日本経済の先行きについて、悲観的に見ていない。

消費税率引き上げが景気を少し押し下げることはあるだろうが、日本経済の基調に係るものではなく、景気の後退にはつながらない。企業活動を通じて、多少なりとも米中対立の影響を感じることはあるが、景気動向に影響するまでには至っていない。

日本経済のファンダメンタルズは引き続き堅調である。特に、デジタル化関連の投資が増えている。製造業に限らず、サービス・小売り・流通において、投資が本格化してきており、事業の変革というビジネスチャンスが控えている。この変化は捉え方次第で、機会にもなれば脅威にもなる。どれだけ機会にしていけるかが鍵である。

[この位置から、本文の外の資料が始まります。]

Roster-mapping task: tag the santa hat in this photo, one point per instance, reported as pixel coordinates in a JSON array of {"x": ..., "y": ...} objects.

金融資本市場の変動が激しい中、先行きを見通すことは難しいが、円相場は100円から110円の間を行ったり来たりするのではないか。日経平均株価は、最低限2万円を維持し、できれば2万3千円を超えてほしい。

【春季労使交渉】

賃金引上げを巡って、政治と経済界の共通認識ができつつある。賃金は労使の交渉により決まるものである。働き方改革をはじめとする社会的な要請を踏まえて、近年では、処遇の見直しの必要性が企業の間で共有されている。経営者の間でも、賃金引上げよりも、生産性やモチベーションの向上につながる処遇はどうあるべきかという議論が多い。もちろん、企業業績が好調な中、賃金引上げへの期待があることも理解している。

【外国人材の受入れ】

外国人材の受入れを積極的に進めるべきである。人手不足対策ということだけではない。多様性に乏しい日本社会は放っておけば内向き志向に陥ってしまう。観光や仕事など様々な目的で、より多くの外国人に日本を訪れてもらいたい。昨年の出入国管理法改正案の成立を受けて、多様な外国人材の受入れに向け、具体的な議論、取り組みを進めていく必要がある。

【財政・金融政策】

バランスシート不況と言われるように、バブル崩壊以降、わが国企業ではバランスシートが悪化し、設備投資が伸びなくなっていた。これを打開するために導入されたのがアベノミクスであり、成果は出ている。しかし、世界的に消費者行動が変化し、良い物を作っても売れなくなっている。消費者のお金の使い方も変化した。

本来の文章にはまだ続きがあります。